24 Oct 2024 02:14 PDT

The issue with Google Cloud Pub/Sub, Google Compute Engine, Persistent Disk, Google Cloud Dataflow, Google Cloud Dataproc, Google Kubernetes Engine, Cloud Build, Vertex AI Batch Prediction has been resolved for all affected users as of Thursday, 2024-10-24 02:09 US/Pacific.

We will publish an analysis of this incident once we have completed our internal investigation.

We thank you for your patience while we worked on resolving the issue.

24 Oct 2024 01:25 PDT

Summary: Multiple GCP services impacted in the europe-west3-c zone

Description: We are experiencing an issue with multiple GCP services including Google Compute Engine, Persistent Disk, Google Cloud Dataflow in the europe-west3-c zone due to power and a cooling issue.

Mitigation work is still underway by our engineering team and we do not have an ETA at the moment.

We will provide more information by Thursday, 2024-10-24 02:30 US/Pacific.

Diagnosis: The majority of the services impact is now limited to the zonal level. Vertex AI Batch Prediction continues to be impacted at the regional level.

Services impacted include:

Google Compute Engine:

The loss of power has led to capacity failure in the region. Customers may experience:

A percentage of Virtual Machines (VMs) being terminated and not available until power is restored. A percentage of VMs may have lost access to their Persistent Disk and may be crashlooping. A percentage of regional Persistent Disks may be running in a degraded state.

The incident is affecting the Compute API in the following ways:

Creation of new VMs or disks in europe-west3-c may fail. A percentage of customers attempting to consume VM reservations will be unable to do so. A percentage of customers who would like to delete their previously running VMs in europe-west3, can delete VMs via the console or GCE APIs. However, there may be a delay in processing these deletions. All deletions will be fully processed when issues in europe-west3-c are resolved.

Google Kubernetes Engine:

The Google Kubernetes Engine nodes in the impacted location may be inaccessible and creation of new nodes may fail.

Google Cloud Dataflow:

Some existing batch jobs may experience delays when scaling workers.
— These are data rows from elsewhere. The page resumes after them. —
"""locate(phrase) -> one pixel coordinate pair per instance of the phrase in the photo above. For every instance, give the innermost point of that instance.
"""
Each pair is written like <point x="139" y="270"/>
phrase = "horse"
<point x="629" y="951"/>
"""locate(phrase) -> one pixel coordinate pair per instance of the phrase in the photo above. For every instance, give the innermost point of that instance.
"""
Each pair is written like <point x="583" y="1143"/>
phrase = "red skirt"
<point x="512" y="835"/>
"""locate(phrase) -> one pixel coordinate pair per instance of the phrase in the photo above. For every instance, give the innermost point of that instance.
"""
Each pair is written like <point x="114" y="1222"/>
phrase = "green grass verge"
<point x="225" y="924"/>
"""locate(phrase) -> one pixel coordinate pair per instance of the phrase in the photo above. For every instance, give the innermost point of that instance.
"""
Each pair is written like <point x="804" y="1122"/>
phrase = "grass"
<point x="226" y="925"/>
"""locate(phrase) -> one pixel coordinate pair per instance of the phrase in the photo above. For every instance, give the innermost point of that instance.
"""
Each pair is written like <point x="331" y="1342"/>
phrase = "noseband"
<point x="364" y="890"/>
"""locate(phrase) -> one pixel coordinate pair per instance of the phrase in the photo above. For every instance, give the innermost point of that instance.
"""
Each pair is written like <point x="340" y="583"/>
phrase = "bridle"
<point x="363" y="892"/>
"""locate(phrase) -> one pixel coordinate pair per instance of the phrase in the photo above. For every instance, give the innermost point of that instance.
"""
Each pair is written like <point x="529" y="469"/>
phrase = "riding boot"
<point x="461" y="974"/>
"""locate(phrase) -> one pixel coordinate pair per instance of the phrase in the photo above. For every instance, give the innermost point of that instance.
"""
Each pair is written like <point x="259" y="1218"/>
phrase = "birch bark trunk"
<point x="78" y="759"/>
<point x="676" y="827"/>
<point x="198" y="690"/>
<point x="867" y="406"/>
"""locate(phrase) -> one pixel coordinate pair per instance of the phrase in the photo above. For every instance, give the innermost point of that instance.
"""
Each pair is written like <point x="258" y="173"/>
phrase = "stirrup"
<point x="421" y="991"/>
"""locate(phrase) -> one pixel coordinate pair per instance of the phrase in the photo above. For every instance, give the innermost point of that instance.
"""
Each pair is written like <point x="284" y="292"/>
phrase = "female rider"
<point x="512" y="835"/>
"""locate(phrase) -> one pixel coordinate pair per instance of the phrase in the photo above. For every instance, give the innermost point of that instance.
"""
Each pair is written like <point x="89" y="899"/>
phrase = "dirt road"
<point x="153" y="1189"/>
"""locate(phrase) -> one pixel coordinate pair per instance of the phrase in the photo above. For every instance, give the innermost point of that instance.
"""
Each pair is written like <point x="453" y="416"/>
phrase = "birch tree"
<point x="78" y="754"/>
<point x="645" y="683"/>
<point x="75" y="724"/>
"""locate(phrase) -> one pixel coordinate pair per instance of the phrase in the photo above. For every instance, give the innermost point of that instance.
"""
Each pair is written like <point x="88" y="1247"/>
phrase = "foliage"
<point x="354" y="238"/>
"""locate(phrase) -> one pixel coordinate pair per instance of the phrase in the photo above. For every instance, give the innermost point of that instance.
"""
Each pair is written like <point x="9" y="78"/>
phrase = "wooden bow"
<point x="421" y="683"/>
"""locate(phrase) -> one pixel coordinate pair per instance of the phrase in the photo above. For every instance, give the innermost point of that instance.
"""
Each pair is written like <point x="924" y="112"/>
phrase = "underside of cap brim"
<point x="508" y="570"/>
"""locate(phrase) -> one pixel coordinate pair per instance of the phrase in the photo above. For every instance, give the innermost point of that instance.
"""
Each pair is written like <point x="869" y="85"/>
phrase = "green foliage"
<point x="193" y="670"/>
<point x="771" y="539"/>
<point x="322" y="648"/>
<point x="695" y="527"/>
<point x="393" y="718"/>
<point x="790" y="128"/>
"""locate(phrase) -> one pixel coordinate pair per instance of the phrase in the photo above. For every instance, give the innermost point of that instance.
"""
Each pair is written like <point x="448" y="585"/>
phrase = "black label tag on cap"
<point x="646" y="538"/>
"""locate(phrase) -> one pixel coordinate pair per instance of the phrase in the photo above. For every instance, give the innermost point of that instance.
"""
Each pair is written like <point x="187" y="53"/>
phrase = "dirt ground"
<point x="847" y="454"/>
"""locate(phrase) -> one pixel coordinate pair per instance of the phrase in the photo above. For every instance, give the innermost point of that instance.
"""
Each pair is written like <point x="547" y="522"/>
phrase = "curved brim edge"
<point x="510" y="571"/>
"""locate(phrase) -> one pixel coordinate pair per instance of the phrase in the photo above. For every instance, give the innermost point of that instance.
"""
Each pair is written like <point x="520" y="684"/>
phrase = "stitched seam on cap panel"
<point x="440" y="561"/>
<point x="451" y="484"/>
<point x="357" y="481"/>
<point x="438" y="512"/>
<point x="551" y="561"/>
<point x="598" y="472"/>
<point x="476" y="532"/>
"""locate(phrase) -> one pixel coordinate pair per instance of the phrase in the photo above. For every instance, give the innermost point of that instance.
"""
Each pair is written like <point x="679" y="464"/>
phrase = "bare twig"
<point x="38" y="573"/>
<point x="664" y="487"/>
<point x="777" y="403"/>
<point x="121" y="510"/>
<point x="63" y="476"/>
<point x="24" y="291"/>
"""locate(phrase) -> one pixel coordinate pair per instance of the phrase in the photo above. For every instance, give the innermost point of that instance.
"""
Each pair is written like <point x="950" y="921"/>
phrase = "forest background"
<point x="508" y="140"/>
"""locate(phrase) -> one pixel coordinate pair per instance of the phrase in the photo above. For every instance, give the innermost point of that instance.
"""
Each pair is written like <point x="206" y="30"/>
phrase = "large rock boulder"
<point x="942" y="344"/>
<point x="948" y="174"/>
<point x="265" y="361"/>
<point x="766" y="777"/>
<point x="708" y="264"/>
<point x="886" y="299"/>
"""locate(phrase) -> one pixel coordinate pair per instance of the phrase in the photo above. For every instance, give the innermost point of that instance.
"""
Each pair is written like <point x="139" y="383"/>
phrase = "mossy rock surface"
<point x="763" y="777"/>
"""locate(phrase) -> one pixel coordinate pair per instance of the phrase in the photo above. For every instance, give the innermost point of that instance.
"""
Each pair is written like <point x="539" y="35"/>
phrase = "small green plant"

In addition streaming jobs may not be progressing or scaling up workers.

Google Cloud Dataproc:

While the existing clusters are not impacted, creation of new clusters may fail.

Cloud Build:

Builds in Custom Worker pools take a long time to start.

Vertex AI Batch Prediction:

A Vertex batch prediction job may fail with an error, "Unable to prepare an infrastructure for serving within time".

Google Cloud Pub/Sub:

There is no ongoing impact for the users at the moment.

Workaround:

  1. If you are impacted, please migrate the workload or operations from the europe-west3-c zone to other available zones or regions.

  2. For the customers with a degraded Regional Persistent Disk, we recommend you take regular snapshots of your disk.

24 Oct 2024 00:26 PDT

Summary: Multiple GCP services impacted in the europe-west3-c zone

Description: We are experiencing an issue with multiple GCP services including Google Compute Engine, Persistent Disk, Google Cloud Dataflow in the europe-west3-c zone due to power and a cooling issue.

Mitigation work is still underway by our engineering team and we do not have an ETA at the moment.

We will provide more information by Thursday, 2024-10-24 01:30 US/Pacific.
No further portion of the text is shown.